Pourquoi « Schiessrain » ? On y reconnaît le verbe « schiessen », « tirer ». C’est là que les bourgeois se réunissaient pour des exercices de tir, parfois de véritables concours, où pouvaient être conviés ceux d’autres villes. Entendons-nous sur ce qu’était un « bourgeois » : pas forcément quelqu’un qui menait une vie particulièrement cossue, mais un homme qui détenait le « droit de bourgeoisie », qui était citoyen de la ville, avec les devoirs que cela comportait. Entre autres, celui de contribuer à sa défense.
Quand ces braves gens sortaient sur le Schiessrain, chacun avec son arme, ce n’était donc pas simplement pour s’amuser, même s’il y a fort à parier que l’ambiance ne devait pas être triste.

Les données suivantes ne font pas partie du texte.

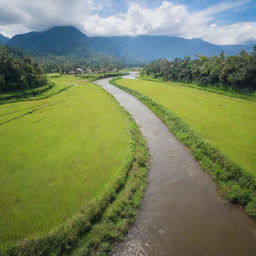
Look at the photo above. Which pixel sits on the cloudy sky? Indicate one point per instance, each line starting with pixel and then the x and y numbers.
pixel 217 21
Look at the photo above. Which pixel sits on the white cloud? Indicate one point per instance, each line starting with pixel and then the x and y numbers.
pixel 167 19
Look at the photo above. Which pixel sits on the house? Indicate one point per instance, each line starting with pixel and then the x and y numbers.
pixel 79 71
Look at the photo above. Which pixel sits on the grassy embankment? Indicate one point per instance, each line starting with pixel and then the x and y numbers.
pixel 219 130
pixel 50 89
pixel 223 90
pixel 95 76
pixel 67 163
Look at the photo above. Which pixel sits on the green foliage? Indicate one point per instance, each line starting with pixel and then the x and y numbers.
pixel 237 72
pixel 56 158
pixel 238 184
pixel 18 72
pixel 64 64
pixel 95 76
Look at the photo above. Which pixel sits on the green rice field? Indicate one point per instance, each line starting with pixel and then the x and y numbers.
pixel 227 123
pixel 58 154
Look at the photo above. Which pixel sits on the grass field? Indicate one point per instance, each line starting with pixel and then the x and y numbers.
pixel 225 122
pixel 57 154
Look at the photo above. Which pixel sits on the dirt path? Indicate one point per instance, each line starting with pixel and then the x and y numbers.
pixel 181 214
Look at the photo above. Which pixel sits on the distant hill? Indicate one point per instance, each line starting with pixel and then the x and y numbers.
pixel 58 41
pixel 3 39
pixel 69 41
pixel 233 49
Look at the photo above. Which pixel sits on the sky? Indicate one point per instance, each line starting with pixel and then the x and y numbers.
pixel 216 21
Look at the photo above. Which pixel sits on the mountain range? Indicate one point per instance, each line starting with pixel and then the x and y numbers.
pixel 69 41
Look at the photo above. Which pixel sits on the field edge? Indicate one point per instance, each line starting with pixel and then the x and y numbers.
pixel 235 183
pixel 116 209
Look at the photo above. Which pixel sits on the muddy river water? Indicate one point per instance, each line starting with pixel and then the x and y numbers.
pixel 181 213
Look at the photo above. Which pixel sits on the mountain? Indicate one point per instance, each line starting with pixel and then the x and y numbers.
pixel 69 41
pixel 154 47
pixel 3 39
pixel 233 49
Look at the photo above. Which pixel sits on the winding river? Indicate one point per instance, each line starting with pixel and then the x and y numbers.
pixel 181 213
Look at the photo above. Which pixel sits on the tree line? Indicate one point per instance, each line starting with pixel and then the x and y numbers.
pixel 18 71
pixel 236 72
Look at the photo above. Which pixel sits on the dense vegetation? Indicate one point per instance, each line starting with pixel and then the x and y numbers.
pixel 64 170
pixel 17 71
pixel 65 64
pixel 237 72
pixel 212 126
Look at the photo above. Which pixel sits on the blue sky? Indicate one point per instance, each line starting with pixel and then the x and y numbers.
pixel 216 21
pixel 247 12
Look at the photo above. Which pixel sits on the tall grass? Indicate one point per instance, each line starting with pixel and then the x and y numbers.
pixel 61 158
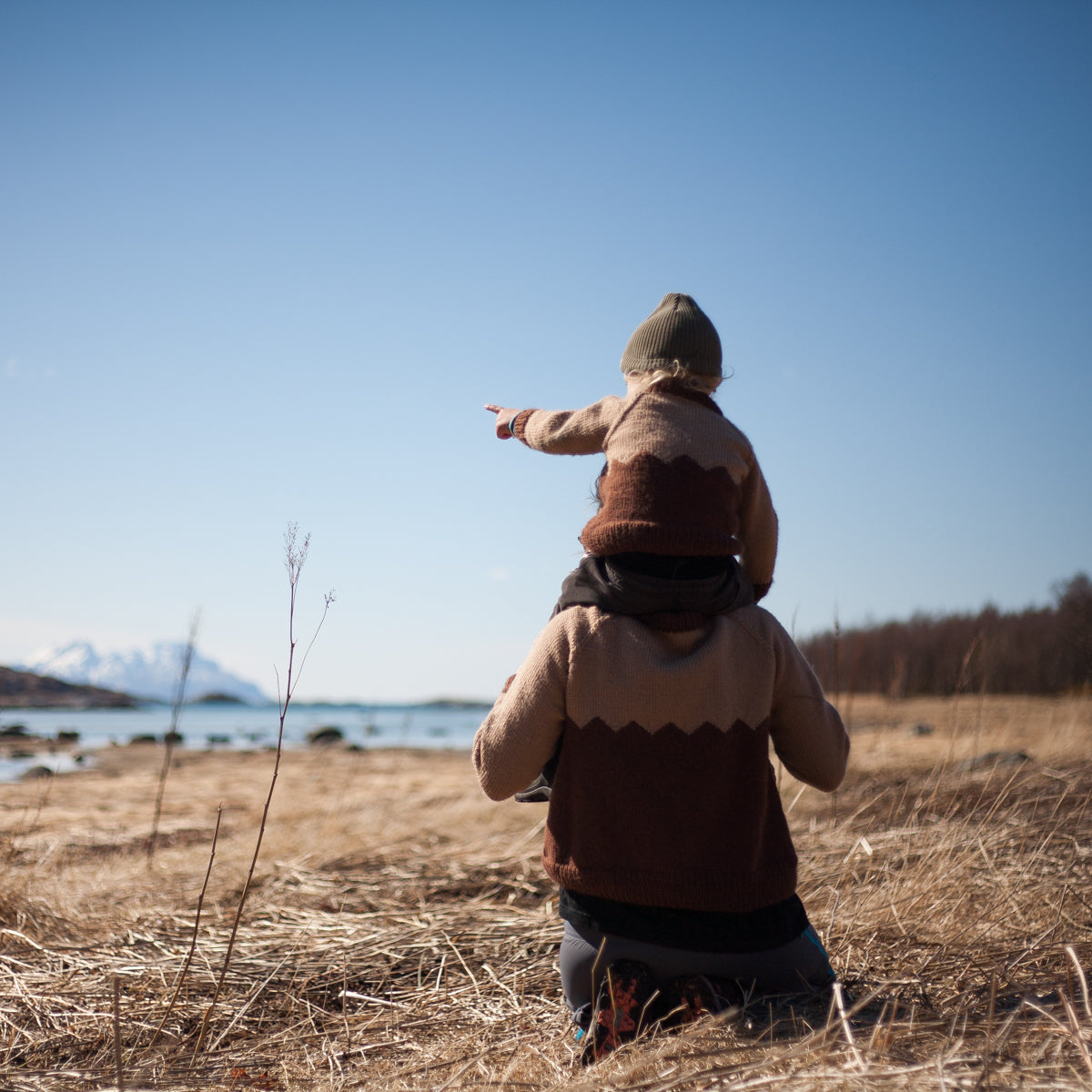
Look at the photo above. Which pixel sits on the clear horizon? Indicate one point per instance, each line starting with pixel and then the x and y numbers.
pixel 266 266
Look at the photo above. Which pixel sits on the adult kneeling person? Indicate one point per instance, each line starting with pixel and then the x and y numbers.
pixel 665 829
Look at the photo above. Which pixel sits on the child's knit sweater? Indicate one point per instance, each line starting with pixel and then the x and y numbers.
pixel 682 480
pixel 664 794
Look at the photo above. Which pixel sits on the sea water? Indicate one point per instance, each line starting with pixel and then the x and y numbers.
pixel 234 726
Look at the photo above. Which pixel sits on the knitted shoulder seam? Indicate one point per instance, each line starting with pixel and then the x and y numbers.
pixel 753 632
pixel 577 643
pixel 627 410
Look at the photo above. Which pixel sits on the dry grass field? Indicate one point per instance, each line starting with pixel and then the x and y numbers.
pixel 399 932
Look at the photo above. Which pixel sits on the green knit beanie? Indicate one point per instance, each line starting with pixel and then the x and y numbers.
pixel 677 330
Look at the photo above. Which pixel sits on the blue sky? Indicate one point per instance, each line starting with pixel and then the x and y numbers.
pixel 265 262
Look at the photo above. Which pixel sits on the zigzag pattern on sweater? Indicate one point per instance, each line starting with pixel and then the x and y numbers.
pixel 674 508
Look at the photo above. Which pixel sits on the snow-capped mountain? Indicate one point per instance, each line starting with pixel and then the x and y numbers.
pixel 145 672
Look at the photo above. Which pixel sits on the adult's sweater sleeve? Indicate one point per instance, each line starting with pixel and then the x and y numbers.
pixel 758 529
pixel 522 730
pixel 568 431
pixel 807 732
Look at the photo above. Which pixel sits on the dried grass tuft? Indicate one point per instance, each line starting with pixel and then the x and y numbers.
pixel 399 932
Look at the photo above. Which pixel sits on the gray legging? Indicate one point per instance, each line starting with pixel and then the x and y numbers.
pixel 802 965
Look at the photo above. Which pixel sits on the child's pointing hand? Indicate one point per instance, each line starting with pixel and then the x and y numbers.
pixel 505 419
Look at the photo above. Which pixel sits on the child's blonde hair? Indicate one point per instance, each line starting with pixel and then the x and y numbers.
pixel 676 371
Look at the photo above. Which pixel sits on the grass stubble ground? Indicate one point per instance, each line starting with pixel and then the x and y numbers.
pixel 401 934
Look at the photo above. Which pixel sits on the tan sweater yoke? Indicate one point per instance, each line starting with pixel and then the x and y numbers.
pixel 682 480
pixel 664 794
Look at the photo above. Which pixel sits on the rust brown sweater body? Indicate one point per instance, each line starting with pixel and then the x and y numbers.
pixel 664 794
pixel 682 480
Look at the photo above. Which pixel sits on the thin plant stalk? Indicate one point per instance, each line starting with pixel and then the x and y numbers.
pixel 176 713
pixel 295 556
pixel 197 927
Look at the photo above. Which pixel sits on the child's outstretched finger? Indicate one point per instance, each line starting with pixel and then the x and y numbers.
pixel 505 418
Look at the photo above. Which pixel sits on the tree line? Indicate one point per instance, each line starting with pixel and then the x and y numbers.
pixel 1037 651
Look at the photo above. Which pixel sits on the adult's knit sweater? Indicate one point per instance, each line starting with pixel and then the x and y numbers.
pixel 664 793
pixel 682 480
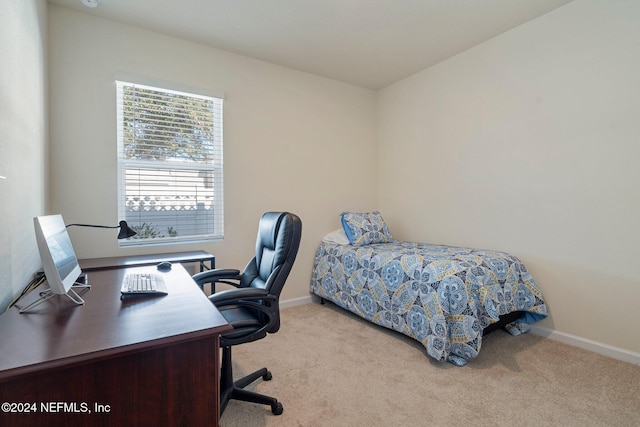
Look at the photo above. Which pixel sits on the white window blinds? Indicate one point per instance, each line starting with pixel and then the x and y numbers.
pixel 169 164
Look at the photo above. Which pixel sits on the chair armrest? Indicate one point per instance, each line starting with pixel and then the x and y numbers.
pixel 240 296
pixel 217 275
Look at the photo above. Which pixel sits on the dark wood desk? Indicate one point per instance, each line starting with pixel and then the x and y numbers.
pixel 143 361
pixel 93 264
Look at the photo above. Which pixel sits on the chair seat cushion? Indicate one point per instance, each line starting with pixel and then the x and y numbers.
pixel 245 322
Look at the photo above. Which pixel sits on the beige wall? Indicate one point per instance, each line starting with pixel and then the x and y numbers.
pixel 292 141
pixel 23 139
pixel 528 143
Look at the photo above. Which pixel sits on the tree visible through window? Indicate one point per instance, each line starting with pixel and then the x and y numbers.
pixel 169 164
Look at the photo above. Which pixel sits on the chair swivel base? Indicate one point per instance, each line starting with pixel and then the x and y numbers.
pixel 235 390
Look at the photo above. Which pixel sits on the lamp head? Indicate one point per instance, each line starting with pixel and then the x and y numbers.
pixel 125 231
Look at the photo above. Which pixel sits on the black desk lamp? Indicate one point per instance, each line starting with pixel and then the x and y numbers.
pixel 125 231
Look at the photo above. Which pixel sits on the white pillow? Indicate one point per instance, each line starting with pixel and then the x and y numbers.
pixel 337 236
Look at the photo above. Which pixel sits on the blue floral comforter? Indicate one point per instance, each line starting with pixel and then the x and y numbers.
pixel 441 296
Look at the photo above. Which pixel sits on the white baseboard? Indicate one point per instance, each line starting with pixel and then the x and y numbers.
pixel 585 344
pixel 296 301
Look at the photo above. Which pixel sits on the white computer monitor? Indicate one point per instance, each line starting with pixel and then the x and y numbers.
pixel 56 252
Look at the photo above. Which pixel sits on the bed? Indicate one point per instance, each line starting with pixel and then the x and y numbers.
pixel 442 296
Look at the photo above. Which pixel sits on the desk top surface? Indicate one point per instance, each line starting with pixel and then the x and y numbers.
pixel 92 264
pixel 59 333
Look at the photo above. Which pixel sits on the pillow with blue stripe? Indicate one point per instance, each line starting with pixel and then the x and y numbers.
pixel 365 228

L’entraînement au tir constituait une nécessité en des temps où la ville ne pouvait compter que sur ses bourgeois pour se défendre en cas d’attaque ou de siège. Exactement comme, de nos jours, on n’imaginerait pas une unité militaire qui ne s’exercerait pas régulièrement au maniement d’armes. Et il fallait bien placer cette activité « extra muros », pour une question de sécurité.
Bœrsch n’a pas le monopole du toponyme « Schiessrain ». On le trouve sur le cadastre de nombreuses villes, en Alsace, en Suisse, dans le pays de Bade, etc. Sur le « Schiessrain » de Strasbourg s’est déroulée au XVIe siècle la fameuse rencontre avec les Zurichois, qui avaient apporté sur leur bateau une bouillie de mil encore chaude à l’arrivée, pour montrer à quelle vitesse ils pourraient venir secourir leurs amis en temps de guerre. Aujourd’hui, à Strasbourg, on ne parle plus du « Schiessrain », mais il en reste le souvenir dans la « rue des Arquebusiers », le long du parc du Contades qui lui a succédé.
Oui, là où les habitants de la rue Fossé-des-Tours n’entendent de coups de feu qu’à la télévision, là aussi ont tonné jadis des arquebuses.